Currently, generated image detection models are not limited to texture and semantic methods. CNNSpot and SSP are not the best-performing detection models. You might consider adding some baselines (e.g., ResNet50, ViT) and some new detection models: DRCT, AEROBLADE, NPR, RIGID, ZED, Fake-Inversion (the first three are open-source, and the others will be open-sourced).
In line 127, you state that "ACIDNet consistently achieves an average accuracy of 81.1%." How was the 81.1% figure obtained? I only found possibly related data of 86.77% in Table 5.
In Table 5, what is the difference between "Texture branch only" and "SSP (ACID)"?

审稿意见

评分: 3置信度: 52024-11-02

This paper introduces a new dataset and dual-flow detection framework aimed at addressing the challenges posed by the proliferation of AI-generated images and their potential negative social impacts, such as the spread of fake news.

优点

S1: ACID Dataset: The authors present a comprehensive dataset named ACID, which contains 13 million samples sourced from over 50 different generative models and real-world scenarios. The AI-generated images in ACID are created using fine-grained text prompts, and the real-world samples are carefully selected from public data sources based on visual and caption quality, ensuring a broad representation of different image types.

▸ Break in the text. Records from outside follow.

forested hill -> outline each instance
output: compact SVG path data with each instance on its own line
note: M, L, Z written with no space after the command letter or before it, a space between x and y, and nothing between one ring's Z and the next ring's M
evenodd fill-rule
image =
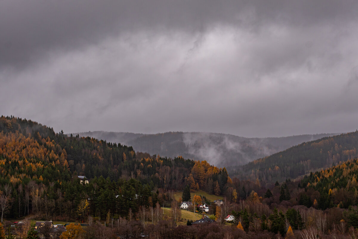
M303 143L236 167L231 172L266 182L282 181L358 157L357 148L358 131Z
M358 203L358 161L357 158L341 162L325 170L311 173L305 176L299 187L305 188L307 198L318 197L313 204L319 209L338 206L348 208ZM319 194L315 193L318 191ZM304 196L304 197L305 197ZM302 197L301 196L301 197ZM358 214L356 212L355 226L358 226Z
M74 134L77 135L77 133ZM132 146L151 155L206 160L218 167L242 165L270 155L294 145L337 134L305 135L281 137L253 138L198 132L168 132L144 135L93 131L79 133L108 142Z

S2: Extensive testing on various AI detectors demonstrates the challenging nature of the ACID dataset. ACIDNet, in particular, shows impressive accuracy of 98.01% on the ACID benchmark, indicating a substantial advancement in the detection of AI-created images.

缺点

W1: The dataset construction requires generating thousands of images for each model, which poses scalability challenges, especially for proprietary models that may not allow such extensive access.

W2: The framework proposed in this paper is simply a combination, lacking innovation. For example, it combines the addition of filters in SSP with the traditional backbone + classifier approach.

问题

None

伦理问题详情

审稿意见

评分: 6置信度: 42024-11-08

This paper is relatively well-motivated as AI-generated image detection is a crucial issue. I also find the evaluations thorough.

优点

1.The target issues of the paper are meaningful and worth exploring. 2.The motivation is clear. 3.The paper is easy to follow.

缺点

1.The number of images is small. Only 57693 real images and 42307 fake images. This number of images is smaller than GenImage.

2.GAN-based methods are not included in this benchmark.

3.Do the detectors trained on ACID benchmark perform well on real datasets? For example, the images collected from fake news on the Internet.

问题

See Weaknesses

伦理问题详情

N/A

撤稿通知

2024-11-13

I have read and agree with the venue's withdrawal policy on behalf of myself and my co-authors.